Isolation of human tonsil B cells

Following informed written consent, with ethical approval from St Thomas and Guy's Research Ethics Committee, we obtained human tonsils from child donors undergoing routine tonsillectomies at the Evelina Children's Hospital, St Thomas’ Hospital, United Kingdom. We obtained verbal information on the allergic status of the donor from patients or carers at the time of consent. Mononuclear cells were separated by density centrifugation on a Ficoll gradient (GE Healthcare, Buckinghamshire, UK) and B cells isolated using 2‐aminoethylisothiouronium bromide‐treated sheep RBCs (TCS Biosciences Ltd, Buckingham, UK).
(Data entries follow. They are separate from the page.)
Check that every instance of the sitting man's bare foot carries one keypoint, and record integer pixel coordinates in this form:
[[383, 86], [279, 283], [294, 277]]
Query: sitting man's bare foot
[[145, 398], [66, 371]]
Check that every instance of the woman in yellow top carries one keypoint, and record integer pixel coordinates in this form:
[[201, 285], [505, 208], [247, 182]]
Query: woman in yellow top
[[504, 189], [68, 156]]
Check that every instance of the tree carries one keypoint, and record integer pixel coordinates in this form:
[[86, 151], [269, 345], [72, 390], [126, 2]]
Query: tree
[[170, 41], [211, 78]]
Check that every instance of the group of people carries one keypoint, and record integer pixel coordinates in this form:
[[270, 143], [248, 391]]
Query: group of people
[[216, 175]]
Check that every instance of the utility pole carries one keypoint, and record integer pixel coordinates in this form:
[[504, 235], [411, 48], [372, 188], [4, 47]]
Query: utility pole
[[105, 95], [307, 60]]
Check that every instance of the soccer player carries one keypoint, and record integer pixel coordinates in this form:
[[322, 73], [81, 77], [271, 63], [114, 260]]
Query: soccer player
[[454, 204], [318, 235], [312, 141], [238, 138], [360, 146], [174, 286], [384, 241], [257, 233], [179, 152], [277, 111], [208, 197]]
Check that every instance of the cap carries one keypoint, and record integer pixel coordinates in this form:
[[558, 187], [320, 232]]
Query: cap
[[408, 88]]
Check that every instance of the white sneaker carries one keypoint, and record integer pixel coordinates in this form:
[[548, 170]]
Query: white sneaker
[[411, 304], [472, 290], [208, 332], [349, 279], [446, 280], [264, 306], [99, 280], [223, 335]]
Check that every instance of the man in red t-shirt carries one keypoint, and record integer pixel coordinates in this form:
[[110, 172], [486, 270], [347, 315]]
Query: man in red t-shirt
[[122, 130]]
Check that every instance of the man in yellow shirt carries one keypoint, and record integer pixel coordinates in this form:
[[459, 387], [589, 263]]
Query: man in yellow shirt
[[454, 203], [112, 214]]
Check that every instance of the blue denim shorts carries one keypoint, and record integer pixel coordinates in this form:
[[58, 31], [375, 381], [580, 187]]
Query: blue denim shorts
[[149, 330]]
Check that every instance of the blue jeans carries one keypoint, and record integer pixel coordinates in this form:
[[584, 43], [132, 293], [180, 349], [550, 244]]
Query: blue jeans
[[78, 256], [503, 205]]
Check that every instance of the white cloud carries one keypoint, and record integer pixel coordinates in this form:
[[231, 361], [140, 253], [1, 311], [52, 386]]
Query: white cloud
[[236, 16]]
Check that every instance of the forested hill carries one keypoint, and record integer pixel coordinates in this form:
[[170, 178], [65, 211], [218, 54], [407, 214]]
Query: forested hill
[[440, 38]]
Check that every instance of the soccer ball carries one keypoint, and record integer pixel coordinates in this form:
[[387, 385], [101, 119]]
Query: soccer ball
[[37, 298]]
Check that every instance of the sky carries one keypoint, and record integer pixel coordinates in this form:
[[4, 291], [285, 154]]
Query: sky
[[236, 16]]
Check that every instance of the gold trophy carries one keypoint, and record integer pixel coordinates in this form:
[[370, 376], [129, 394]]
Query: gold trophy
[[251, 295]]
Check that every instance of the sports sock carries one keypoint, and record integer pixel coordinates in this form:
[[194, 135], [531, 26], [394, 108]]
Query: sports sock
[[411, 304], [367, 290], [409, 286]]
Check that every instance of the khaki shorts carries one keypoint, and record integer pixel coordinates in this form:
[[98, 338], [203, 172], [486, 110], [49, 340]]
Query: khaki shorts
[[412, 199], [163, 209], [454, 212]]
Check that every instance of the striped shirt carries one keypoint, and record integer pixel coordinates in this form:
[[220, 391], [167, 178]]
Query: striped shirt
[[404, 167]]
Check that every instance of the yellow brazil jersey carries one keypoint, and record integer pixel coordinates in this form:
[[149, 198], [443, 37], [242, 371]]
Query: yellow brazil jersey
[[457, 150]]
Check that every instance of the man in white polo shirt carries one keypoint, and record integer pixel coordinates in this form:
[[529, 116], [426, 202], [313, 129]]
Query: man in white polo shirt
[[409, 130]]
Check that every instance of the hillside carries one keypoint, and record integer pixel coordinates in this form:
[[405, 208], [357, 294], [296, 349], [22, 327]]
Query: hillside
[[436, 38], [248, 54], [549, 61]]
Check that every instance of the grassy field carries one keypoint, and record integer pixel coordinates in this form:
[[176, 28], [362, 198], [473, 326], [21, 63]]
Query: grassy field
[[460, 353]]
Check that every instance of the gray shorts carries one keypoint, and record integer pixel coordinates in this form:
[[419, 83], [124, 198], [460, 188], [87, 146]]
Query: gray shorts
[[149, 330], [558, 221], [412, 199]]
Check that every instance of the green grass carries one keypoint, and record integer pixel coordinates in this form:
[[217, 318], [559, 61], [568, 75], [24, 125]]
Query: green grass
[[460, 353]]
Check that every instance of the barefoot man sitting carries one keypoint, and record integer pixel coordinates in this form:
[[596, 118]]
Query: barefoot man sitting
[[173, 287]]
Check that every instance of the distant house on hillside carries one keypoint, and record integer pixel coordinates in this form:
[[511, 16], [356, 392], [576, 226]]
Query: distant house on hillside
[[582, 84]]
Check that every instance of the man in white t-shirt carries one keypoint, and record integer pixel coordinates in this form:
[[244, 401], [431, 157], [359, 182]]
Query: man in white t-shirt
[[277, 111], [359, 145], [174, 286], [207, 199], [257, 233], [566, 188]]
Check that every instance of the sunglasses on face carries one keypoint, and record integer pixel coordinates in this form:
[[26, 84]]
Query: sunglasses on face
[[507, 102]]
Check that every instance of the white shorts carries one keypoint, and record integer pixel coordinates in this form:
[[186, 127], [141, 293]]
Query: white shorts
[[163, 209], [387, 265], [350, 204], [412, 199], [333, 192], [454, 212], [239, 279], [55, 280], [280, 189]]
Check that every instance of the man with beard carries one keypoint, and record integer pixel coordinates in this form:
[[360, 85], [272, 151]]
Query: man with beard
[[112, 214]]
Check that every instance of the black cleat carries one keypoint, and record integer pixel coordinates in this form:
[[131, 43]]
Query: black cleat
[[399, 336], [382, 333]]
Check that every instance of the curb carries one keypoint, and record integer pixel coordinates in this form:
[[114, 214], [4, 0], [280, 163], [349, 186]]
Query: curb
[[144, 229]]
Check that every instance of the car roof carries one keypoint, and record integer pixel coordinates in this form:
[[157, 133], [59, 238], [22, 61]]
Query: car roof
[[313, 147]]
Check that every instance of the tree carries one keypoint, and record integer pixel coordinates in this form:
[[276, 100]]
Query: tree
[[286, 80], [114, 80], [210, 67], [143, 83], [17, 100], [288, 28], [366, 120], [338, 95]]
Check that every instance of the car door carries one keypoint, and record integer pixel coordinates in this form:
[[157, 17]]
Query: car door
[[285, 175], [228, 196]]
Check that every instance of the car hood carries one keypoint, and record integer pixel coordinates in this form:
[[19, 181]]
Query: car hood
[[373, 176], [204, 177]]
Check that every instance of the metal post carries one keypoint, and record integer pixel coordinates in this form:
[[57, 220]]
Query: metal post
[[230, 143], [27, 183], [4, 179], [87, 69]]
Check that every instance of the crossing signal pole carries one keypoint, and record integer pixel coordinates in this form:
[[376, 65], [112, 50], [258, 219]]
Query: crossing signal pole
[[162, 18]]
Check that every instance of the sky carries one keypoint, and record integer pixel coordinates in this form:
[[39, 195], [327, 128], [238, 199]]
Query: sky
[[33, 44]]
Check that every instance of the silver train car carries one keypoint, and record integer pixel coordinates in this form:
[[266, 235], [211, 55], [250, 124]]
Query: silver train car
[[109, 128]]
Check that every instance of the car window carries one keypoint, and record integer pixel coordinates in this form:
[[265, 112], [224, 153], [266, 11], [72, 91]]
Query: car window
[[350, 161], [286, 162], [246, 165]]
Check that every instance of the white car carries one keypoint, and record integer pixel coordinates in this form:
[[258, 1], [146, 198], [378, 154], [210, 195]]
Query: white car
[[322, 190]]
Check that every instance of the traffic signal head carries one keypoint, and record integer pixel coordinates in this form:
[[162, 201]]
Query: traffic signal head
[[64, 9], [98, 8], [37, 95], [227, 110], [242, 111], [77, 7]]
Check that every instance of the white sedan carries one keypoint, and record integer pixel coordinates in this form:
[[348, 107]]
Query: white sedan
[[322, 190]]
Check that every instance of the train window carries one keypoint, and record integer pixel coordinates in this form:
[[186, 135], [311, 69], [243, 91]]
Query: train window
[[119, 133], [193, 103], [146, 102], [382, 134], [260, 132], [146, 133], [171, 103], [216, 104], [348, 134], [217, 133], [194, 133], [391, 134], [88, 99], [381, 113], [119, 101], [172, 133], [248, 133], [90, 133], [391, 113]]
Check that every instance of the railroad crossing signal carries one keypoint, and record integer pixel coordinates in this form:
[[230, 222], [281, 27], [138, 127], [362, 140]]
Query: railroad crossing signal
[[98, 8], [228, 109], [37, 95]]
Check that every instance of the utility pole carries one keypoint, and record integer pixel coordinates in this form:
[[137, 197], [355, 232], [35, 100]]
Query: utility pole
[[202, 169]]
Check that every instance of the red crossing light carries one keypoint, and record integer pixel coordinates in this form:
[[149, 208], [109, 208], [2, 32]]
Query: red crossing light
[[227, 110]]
B cells were >95% CD19+ as determined by flow cytometry (FACS).

FACS analysis

Surface and intracellular staining of cells was performed as previously described 24. For intracellular staining, cells were fixed with 2% paraformaldehyde (Electron Microscopy Sciences, Hatfield, USA), washed, and resuspended in permeabilization buffer (PBS, 0.5% Triton X‐100, and 0.5% saponin) (Sigma‐Aldrich Ltd, Dorset, UK) for 20 min at RT. The cells were then washed with PBS + 5% goat serum and stained with fluorescently labeled antibodies (see Table S1 for the list of antibodies used) in the dark for 30 min. To determine the cell viability of the cultured cells, we used the live/dead fixable dead stain kit (Life Technologies Ltd, Paisley, United Kingdom). To measure the levels of phosphorylated STAT6 and NFκB proteins in naïve, memory, eGC, and GC B cells 24 h after culture with IL‐4 and anti‐CD40, cells were fixed, permeabilized, and stained with rabbit anti‐human p‐STAT‐6 (Tyr641) and rabbit anti‐human p‐NFκB p65 (Ser536) followed by goat anti‐rabbit IgG F(ab’)2 APC. Data were collected on a BD FACSCalibur or BD FACSCanto™ (BD Biosciences, San Jose, CA, USA) and analyzed using flowjo software version 7.6.3 (Tree Star Inc., Ashland, OR, USA).

Cell cultures

To induce CSR to IgE, B cells were cultured as previously described 24. Briefly, freshly isolated tonsil B cells were cultured at 0.5 × 106/ml in RPMI 1640 with penicillin (100 IU/ml), streptomycin (100 μg/ml), glutamine (2 mM; Invitrogen), 10% FCS (Hyclone; Hyclone Laboratories, Inc. South Logan, UT, USA), transferrin (35 μg/ml), and insulin (5 μg/ml) (Sigma‐Aldrich). B cells were stimulated with IL‐4 (200 IU/ml; R&D Europe Systems Ltd, Abingdon, UK) and anti‐CD40 antibody (0.5 μg/ml; G28.5; American Type Culture Collection, Manassas, VA, USA) for up to 12 days.

Cell sorting

Tonsil B cells were surface‐stained with anti‐human CD27 and anti‐human CD38 on ice for 15–30 min and then naïve (CD27−CD38−), eGC (CD27−CD38+), GC (CD27+CD38+/++), and memory (CD27+CD38−) B cells were isolated using a BD FACSAria 85 micron nozzle (BD Bioscience). Sorted cells were checked for purity, counted, and cultured with IL‐4 and anti‐CD40 antibody (as above).

Cell proliferation

Single‐cell suspensions were labeled with 10 μM carboxyfluorescein diacetate succinimidyl ester (CFSE) according to the manufacturer's instructions (CellTrace™ CFSE Cell Proliferation Kit; Life Technologies). After 12 days of incubation with IL‐4 and anti‐CD40, cells were harvested and acquired on a BD FACSCalibur (BD Biosciences).

ELISA

Secreted IgE and IgG in the supernatant of CSR cultures were measured by ELISA as described previously 24, except that 3,3′,5,5′‐tetramethylbenzidine (TMB) substrate was used to develop the color reaction (R&D Europe Systems Ltd) and plates were read at 450 nm.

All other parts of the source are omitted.